Contacté par l'AFP, le groupe n'a pas souhaité commenter.

Boeing estime que la crise du MAX devrait lui coûter 18,7 milliards au moins, ce qui a fait exploser sa dette à 27 milliards de dollars au 31 décembre 2019.

Dans le même temps, il ne produit ni ne livre de 737 MAX, avion cloué au sol depuis un an après les accidents d'Ethiopian et de Lion Air qui ont fait 346 morts. Les commandes sont dans le rouge, tandis que les ventes du 787, sa principale source de revenus actuellement, ont ralenti.

"Nous ne pensons pas que Boeing soit confronté à une crise de liquidités", déclare Ken Herbert, mais les difficultés s'accumulent à cause de la propagation du nouveau coronavirus.

- "Pas comme les autres" -

Cette pandémie, la plus grave crise pour le secteur aérien depuis les attentats terroristes du 11-Septembre, va pousser des compagnies aériennes à reporter leurs achats d'avions, voire à annuler des commandes.

Delta Air Lines a décidé de reporter les livraisons de nouveaux avions, tandis qu'United Airlines ne prendra d'appareils neufs que si elle pense pouvoir les payer.

"On aurait bien aimé maintenir notre confiance en Boeing jusqu'à la remise en service du 737 MAX, mais le calendrier de la certification de cet avion, et plus important encore l'impact du Covid-19 sur la demande des avions rendent ce voeu difficile", avance désormais Seth Seifman chez JPMorgan, un des rares experts à Wall Street qui recommandait encore aux investisseurs de ne pas vendre leurs titres Boeing.

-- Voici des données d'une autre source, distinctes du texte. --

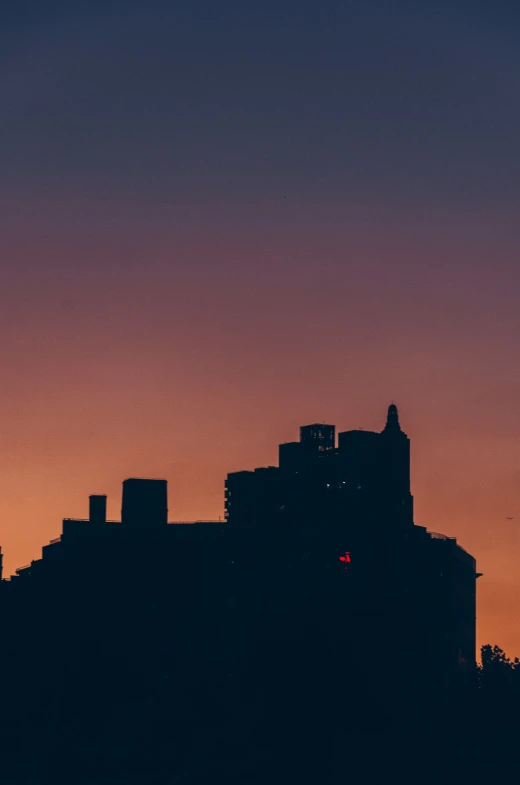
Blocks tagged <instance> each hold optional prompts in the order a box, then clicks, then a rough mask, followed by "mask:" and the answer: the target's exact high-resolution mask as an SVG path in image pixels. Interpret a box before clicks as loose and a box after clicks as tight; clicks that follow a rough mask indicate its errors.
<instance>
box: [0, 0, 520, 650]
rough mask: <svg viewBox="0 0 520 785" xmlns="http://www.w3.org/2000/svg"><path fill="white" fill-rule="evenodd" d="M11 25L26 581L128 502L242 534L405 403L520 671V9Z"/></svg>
mask: <svg viewBox="0 0 520 785" xmlns="http://www.w3.org/2000/svg"><path fill="white" fill-rule="evenodd" d="M1 6H2V9H1V10H2V15H1V26H0V103H1V107H2V114H1V120H0V172H1V177H0V358H1V366H0V368H1V376H0V477H1V480H0V544H1V545H2V549H3V552H4V574H5V575H9V574H11V573H12V572H13V571H14V569H15V568H17V567H20V566H22V565H24V564H27V563H29V562H30V561H31V559H34V558H38V557H39V555H40V553H41V550H40V549H41V546H42V545H44V544H45V543H47V542H48V541H49V540H50V539H51V538H53V537H57V536H59V534H60V531H61V519H62V518H64V517H82V516H86V514H87V506H88V495H89V494H91V493H106V494H108V496H109V502H108V505H109V516H110V517H112V518H117V517H118V516H119V511H120V504H121V482H122V480H123V479H125V478H126V477H130V476H152V477H165V478H166V479H168V481H169V508H170V519H171V520H192V519H211V518H213V519H214V518H216V517H218V516H219V515H222V514H223V483H224V478H225V475H226V473H227V472H229V471H236V470H240V469H251V468H254V467H255V466H261V465H269V464H274V463H275V462H276V460H277V445H278V444H279V443H280V442H283V441H292V440H294V439H297V438H298V428H299V426H300V425H302V424H306V423H309V422H315V421H319V422H321V421H325V422H331V423H335V424H336V426H337V428H338V429H339V430H347V429H350V428H357V427H364V428H366V429H374V430H380V429H381V428H382V427H383V425H384V422H385V416H386V409H387V406H388V404H389V403H390V402H391V401H395V402H396V403H397V404H398V406H399V411H400V419H401V424H402V427H403V429H404V430H405V431H406V432H407V433H408V435H409V436H410V438H411V441H412V492H413V494H414V496H415V508H416V523H418V524H420V525H423V526H427V527H428V528H429V529H430V530H432V531H437V532H443V533H445V534H447V535H449V536H456V537H457V538H458V540H459V542H460V544H461V545H462V546H463V547H464V548H466V549H467V550H469V551H470V552H471V553H472V554H473V555H475V557H476V558H477V564H478V570H479V572H482V573H483V577H482V578H480V579H479V582H478V643H479V645H480V644H484V643H492V644H497V645H499V646H501V647H503V648H505V650H506V652H507V653H508V654H509V655H510V656H520V626H519V624H518V621H519V618H520V570H519V562H520V406H519V404H520V365H519V363H518V351H519V348H520V346H519V345H520V310H519V306H518V287H519V284H520V265H519V252H520V222H519V221H518V211H519V206H520V191H519V182H520V180H519V174H520V147H519V145H518V139H519V138H520V90H519V89H518V88H519V81H520V49H519V47H518V29H519V28H518V25H519V23H520V6H519V5H518V3H517V2H505V1H503V2H500V1H499V0H497V1H496V2H494V3H489V2H480V0H472V2H457V0H450V2H444V1H443V0H434V1H432V2H426V1H423V2H420V3H418V2H404V0H403V1H402V2H400V1H399V0H395V1H394V2H384V1H383V0H370V1H369V2H367V1H366V0H363V1H361V0H359V2H348V0H342V2H329V1H328V0H322V2H321V3H319V4H318V3H310V2H306V1H305V0H300V2H284V0H276V2H275V1H274V0H264V2H262V3H255V4H253V3H244V2H226V0H222V2H219V3H215V2H211V3H210V2H208V0H199V2H196V0H177V1H176V2H175V3H172V2H170V1H168V2H166V0H147V2H146V3H142V2H141V0H139V2H137V0H135V1H134V0H125V2H122V0H121V1H118V0H103V2H97V1H96V0H88V2H71V1H70V0H69V2H58V1H57V0H47V2H45V3H42V2H41V0H38V2H33V3H31V2H22V1H21V0H16V2H14V1H13V2H5V1H4V2H3V3H2V4H1ZM508 518H513V520H507V519H508Z"/></svg>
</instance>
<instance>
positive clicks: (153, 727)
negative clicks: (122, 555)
mask: <svg viewBox="0 0 520 785" xmlns="http://www.w3.org/2000/svg"><path fill="white" fill-rule="evenodd" d="M319 649H321V655H319V654H318V650H319ZM90 654H91V653H90V652H86V651H83V652H82V653H79V652H78V656H77V658H76V660H75V661H74V660H73V661H69V662H67V663H66V664H63V666H62V667H61V668H56V669H55V671H54V672H49V671H48V670H47V669H48V667H49V662H48V661H46V659H45V652H41V655H42V659H41V662H40V666H39V672H38V673H36V672H35V670H34V664H33V666H31V668H29V667H28V669H27V671H25V669H24V663H19V671H18V672H19V674H21V675H22V676H23V678H22V680H21V681H20V680H19V679H18V680H16V682H14V681H11V680H9V678H8V677H7V678H4V679H3V680H2V685H3V686H2V699H3V711H2V742H3V749H2V772H3V773H2V782H4V783H5V785H11V784H12V785H30V784H31V785H36V783H38V784H39V785H76V784H77V785H90V784H92V785H94V784H96V785H103V784H104V783H106V784H107V785H109V784H110V785H112V784H113V785H116V783H117V785H119V783H121V785H122V784H123V783H125V785H127V784H128V785H133V784H134V783H143V785H144V783H154V782H156V783H161V784H162V783H202V782H208V783H210V782H220V781H225V782H237V783H239V782H240V783H247V782H264V781H269V782H289V781H290V782H292V781H313V782H318V781H326V782H328V781H330V782H332V781H337V778H338V777H340V778H341V777H342V778H343V780H340V781H354V782H372V781H373V782H381V781H385V780H381V777H383V776H388V777H389V779H388V781H389V782H390V781H392V780H391V778H390V771H392V772H394V773H396V774H397V775H398V776H399V777H400V780H399V781H400V782H408V781H409V782H414V783H422V782H425V783H426V782H439V781H440V778H441V777H443V778H444V781H446V782H450V783H451V782H453V783H455V782H472V783H473V782H480V781H482V782H484V781H488V780H487V779H486V778H487V777H488V774H489V773H493V772H496V771H498V768H499V767H500V766H501V765H506V761H507V763H508V765H509V764H510V762H511V755H512V753H513V750H514V743H515V741H516V737H517V735H518V733H519V732H520V711H519V708H520V662H519V660H518V659H515V660H513V661H511V660H510V659H508V658H507V657H506V655H505V654H504V652H503V651H502V650H501V649H499V648H498V647H497V646H495V647H491V646H484V647H483V648H482V652H481V654H482V664H481V666H478V667H477V668H476V670H475V673H474V678H473V679H468V680H467V681H466V683H465V685H464V686H463V687H461V688H460V689H457V690H453V691H451V692H450V691H449V690H447V691H445V692H444V694H443V695H442V699H441V700H439V701H438V702H435V701H433V702H429V703H428V705H426V704H423V705H421V704H420V702H415V703H414V702H413V700H412V696H410V695H403V696H402V702H399V701H397V703H395V704H392V705H390V704H389V703H387V702H386V703H385V700H387V698H385V699H383V698H382V696H381V695H378V694H377V693H376V691H375V690H374V688H373V687H372V686H371V685H372V684H375V683H380V681H381V675H382V674H383V677H384V671H385V661H384V656H383V657H382V661H381V663H380V667H381V671H382V674H381V673H380V674H378V677H377V678H376V679H374V680H371V678H370V674H369V673H367V671H366V669H364V668H362V667H361V668H360V667H359V665H360V663H361V662H362V661H363V657H364V653H363V651H359V652H358V655H359V658H358V662H357V663H354V662H353V661H352V662H350V663H349V664H348V665H347V666H346V667H345V668H342V669H341V672H342V673H343V676H342V678H339V676H338V674H339V673H340V669H339V668H338V663H337V662H336V663H334V662H332V661H331V660H330V657H331V656H332V655H333V652H332V651H331V650H327V647H326V645H324V642H323V640H320V641H316V647H315V650H314V651H312V652H311V651H307V655H306V656H302V653H301V651H300V652H299V647H298V642H297V641H294V645H292V646H291V647H289V646H287V645H286V647H285V650H280V649H279V650H278V652H277V655H278V656H277V665H276V667H274V663H273V662H271V667H269V666H268V664H267V663H268V657H269V653H268V652H267V651H266V650H264V651H256V652H249V657H246V658H244V661H246V660H247V661H248V662H249V670H248V669H247V668H243V671H242V673H241V674H240V675H239V676H238V675H237V671H236V670H235V671H234V678H233V679H232V680H231V681H228V682H226V681H225V680H222V679H218V678H217V672H218V668H215V669H213V670H212V671H210V670H208V669H207V667H206V669H205V671H204V672H203V673H201V672H198V669H197V666H196V664H193V666H192V667H191V668H189V670H188V669H186V671H185V672H184V673H178V672H177V673H176V674H175V673H174V672H173V670H171V671H170V672H168V669H167V663H165V662H163V663H161V667H157V668H156V669H155V670H154V669H153V668H150V667H146V668H142V669H136V668H135V667H134V668H126V667H125V665H124V663H121V662H111V661H110V659H109V658H108V659H104V660H102V659H100V658H99V657H98V658H97V660H93V659H91V658H90ZM242 654H244V652H243V653H242ZM273 654H274V653H273V652H271V656H272V655H273ZM89 660H90V663H89ZM327 661H329V666H328V667H327ZM87 663H89V664H87ZM291 663H293V665H292V666H291ZM313 663H314V675H313V676H311V675H310V671H309V669H310V668H311V667H312V664H313ZM148 665H149V663H148ZM277 674H278V675H277ZM446 775H447V777H446ZM489 775H490V774H489ZM392 776H393V775H392ZM495 776H496V775H495Z"/></svg>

Gregori Volokhine chez Meeschaert fait toutefois valoir que Boeing "n'est pas une entreprise comme les autres".

"Ils sont tellement indispensables au département de la Défense que ce n'est pas une compagnie que l'Etat laisserait tomber", avance-t-il.

Non seulement le groupe fabrique l'avion ravitailleur KC-46 ou les chasseurs F-18 et F-15 mais encore il est le premier exportateur américain avec environ 600 fournisseurs employant des centaines de milliers de personnes aux Etats-Unis.

L'usine d'assemblage du MAX emploie 12.000 personnes à elle seule.

Lorsque Boeing a suspendu en janvier la production du MAX, la plupart des économistes ont estimé que cette décision allait affecter la croissance américaine au premier semestre.

L'impact de la crise de Boeing "est plus important (pour l'économie) que celui causé par un ouragan", affirme Joel Prakken, économiste chez IHS Markit.